Di tengah perenungan itu, datang seorang pelukis. Begitulah, suatu hari di minggu pertama bulan September 2000, telepon genggam Sitepu bersenandung. Ia diundang oleh Hardi, pelukis yang pernah melukis dirinya sendiri sebagai Presiden RI ke-III itu, untuk dilukis di studionya. Ketika itu Hardi merasa penasaran untuk memindahkan tubuh Aryanti ke kanvas, setelah mendengarkan diskusi mengenai kasus Gus Dur-Aryanti di radio Jakarta News FM. Hardi pun nimbrung ikut bicara melalui telepon.

“Dalam diskusi itu banyak orang tidak percaya bahwa kasus itu benar. Bahkan moderatornya cenderung menuduh ada motif politik di balik kasus itu. Ada pula yang menduga-duga cerita itu sebagai upaya pemerasan. Tapi saya percaya cerita itu benar, karena saya mengenal betul siapa Gus Dur,” kata Hardi. Maka datanglah Sitepu ke studio Hardi bersama Sarah. Rupanya ia sudah siap benar. Ia membawa serta pakaian ganti dan peralatan rias. Hanya sekitar dua jam ia berpose di depan Hardi sembari menceritakan kisah-kasihnya bersama Wahid.
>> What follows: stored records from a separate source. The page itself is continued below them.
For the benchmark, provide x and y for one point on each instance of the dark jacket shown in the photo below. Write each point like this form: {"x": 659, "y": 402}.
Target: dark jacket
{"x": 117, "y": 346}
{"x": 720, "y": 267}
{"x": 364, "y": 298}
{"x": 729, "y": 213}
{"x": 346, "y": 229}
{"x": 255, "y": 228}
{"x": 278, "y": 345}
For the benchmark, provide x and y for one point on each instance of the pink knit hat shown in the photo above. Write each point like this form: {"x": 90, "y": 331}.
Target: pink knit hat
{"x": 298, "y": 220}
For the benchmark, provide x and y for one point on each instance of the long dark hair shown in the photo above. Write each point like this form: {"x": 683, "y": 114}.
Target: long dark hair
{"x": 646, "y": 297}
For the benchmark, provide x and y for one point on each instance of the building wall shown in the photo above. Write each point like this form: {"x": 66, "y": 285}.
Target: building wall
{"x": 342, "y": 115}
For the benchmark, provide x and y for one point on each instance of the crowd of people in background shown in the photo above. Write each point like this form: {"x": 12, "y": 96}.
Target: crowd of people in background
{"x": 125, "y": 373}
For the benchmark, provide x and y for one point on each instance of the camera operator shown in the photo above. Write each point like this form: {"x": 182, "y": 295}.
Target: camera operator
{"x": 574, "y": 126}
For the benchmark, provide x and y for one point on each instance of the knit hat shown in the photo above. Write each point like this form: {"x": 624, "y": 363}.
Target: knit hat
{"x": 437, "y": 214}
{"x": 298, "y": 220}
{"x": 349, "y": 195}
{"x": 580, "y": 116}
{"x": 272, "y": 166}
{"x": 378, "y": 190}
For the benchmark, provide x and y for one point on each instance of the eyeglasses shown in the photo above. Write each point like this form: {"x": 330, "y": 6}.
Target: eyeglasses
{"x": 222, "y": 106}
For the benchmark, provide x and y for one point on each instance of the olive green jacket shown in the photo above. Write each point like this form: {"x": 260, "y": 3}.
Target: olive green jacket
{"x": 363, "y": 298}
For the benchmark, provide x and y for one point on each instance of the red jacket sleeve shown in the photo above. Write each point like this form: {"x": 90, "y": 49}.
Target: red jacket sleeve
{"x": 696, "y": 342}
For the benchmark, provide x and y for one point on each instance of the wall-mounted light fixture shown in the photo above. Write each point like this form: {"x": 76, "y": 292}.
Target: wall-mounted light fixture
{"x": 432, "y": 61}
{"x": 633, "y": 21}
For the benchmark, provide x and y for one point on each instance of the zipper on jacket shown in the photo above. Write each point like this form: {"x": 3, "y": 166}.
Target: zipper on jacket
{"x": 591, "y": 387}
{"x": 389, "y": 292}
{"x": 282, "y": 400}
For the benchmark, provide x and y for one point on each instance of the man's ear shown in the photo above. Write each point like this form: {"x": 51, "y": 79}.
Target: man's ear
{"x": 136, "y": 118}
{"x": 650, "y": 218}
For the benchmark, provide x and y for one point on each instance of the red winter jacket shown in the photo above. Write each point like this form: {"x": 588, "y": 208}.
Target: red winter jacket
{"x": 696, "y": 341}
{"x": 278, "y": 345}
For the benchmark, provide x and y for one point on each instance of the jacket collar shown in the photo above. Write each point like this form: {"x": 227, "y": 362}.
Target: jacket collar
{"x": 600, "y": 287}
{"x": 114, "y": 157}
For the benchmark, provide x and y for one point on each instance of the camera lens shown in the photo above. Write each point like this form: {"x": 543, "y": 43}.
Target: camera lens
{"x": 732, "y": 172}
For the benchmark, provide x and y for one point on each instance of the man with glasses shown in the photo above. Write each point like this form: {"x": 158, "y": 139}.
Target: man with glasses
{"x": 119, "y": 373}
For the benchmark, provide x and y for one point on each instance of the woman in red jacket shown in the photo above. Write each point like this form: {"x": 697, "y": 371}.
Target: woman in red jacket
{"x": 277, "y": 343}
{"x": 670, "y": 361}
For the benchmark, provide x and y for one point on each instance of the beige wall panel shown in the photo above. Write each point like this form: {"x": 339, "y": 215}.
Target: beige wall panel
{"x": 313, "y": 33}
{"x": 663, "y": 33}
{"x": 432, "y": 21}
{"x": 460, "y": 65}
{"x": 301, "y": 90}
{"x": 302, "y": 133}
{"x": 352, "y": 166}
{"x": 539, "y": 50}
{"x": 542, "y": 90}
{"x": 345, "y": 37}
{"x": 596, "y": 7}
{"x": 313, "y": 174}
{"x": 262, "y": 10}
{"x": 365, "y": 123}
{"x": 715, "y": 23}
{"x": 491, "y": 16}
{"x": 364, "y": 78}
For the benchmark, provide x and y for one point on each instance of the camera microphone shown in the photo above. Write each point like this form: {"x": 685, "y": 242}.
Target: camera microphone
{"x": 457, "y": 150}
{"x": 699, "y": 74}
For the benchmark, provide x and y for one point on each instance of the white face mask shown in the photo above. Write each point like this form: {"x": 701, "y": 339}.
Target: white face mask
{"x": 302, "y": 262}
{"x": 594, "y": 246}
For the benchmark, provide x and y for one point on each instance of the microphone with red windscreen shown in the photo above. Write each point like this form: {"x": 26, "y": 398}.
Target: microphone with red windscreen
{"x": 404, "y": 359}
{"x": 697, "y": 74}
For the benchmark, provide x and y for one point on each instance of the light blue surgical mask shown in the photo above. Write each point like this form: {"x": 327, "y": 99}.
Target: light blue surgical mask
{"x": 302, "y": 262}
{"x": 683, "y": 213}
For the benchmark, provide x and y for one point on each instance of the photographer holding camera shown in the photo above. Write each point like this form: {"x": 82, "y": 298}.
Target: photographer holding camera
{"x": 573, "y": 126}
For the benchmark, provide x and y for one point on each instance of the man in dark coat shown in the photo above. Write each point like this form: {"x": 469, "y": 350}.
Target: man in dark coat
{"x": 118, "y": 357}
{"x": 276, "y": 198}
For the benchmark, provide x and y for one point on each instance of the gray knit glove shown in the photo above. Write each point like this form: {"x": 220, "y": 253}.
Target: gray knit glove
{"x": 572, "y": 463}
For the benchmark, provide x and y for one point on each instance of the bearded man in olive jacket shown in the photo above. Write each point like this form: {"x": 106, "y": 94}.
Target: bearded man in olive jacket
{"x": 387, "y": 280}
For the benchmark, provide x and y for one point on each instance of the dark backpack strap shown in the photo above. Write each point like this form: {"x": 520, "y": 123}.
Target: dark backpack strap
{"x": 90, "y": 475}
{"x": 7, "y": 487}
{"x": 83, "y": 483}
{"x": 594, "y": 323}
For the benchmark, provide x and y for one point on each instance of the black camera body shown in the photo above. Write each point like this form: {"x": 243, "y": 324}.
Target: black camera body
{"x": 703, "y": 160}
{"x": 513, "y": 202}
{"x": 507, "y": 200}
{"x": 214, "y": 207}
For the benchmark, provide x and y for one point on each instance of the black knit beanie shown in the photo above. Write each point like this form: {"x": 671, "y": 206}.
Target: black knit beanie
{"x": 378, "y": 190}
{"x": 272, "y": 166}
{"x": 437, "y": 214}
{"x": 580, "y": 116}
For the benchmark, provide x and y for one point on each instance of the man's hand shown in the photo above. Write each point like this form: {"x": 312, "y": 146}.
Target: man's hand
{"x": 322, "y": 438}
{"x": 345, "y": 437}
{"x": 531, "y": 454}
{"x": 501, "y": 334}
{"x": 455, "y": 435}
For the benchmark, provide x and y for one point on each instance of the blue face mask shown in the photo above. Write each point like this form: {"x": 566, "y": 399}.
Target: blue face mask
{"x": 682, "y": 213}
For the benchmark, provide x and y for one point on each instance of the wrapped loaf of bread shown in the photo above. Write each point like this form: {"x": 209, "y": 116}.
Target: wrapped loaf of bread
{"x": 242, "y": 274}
Maka jadilah lukisan acrylic pada selembar kanvas ukuran 70×90 sentimeter persegi. Sang pelukis memberinya judul The Ballad of Aryanti Sitepu. “Saya berusaha keras menangkap suasana batin Aryanti. Ada kejujuran, kesederhanaan, tapi juga kegetiran dan kegamangan. Dibanding foto-fotonya yang banyak dimuat di media massa, lukisan yang saya buat ini lain sama sekali. Ketika saya melukis, kesan saya Aryanti benar-benar lagi gamang,” ujar Hardi. Mengenakan kebaya dan kain, lengkap dengan kerudung, Sitepu tampak duduk setengah tercenung.

Di latar belakang ada gambar payung. “Itu kan lambang kekuasaan,” kata Hardi. Juga ada selembar baju batik yang tergantung pada hanger. “Maksud saya, itu baju Gus Dur,” ujar Hardi, tanpa bermaksud bercanda. Dan seperti pada lukisan-lukisan karyanya yang lain, yang bermodelkan perempuan, pada The Ballad of Aryanti Sitepu Hardi juga meletakkan bulatan seperti matahari atau bulan di latar belakang. Merah menyala. “Ya, itu simbol kehidupan Aryanti. Biar bagaimana pun ia harus jalan terus.”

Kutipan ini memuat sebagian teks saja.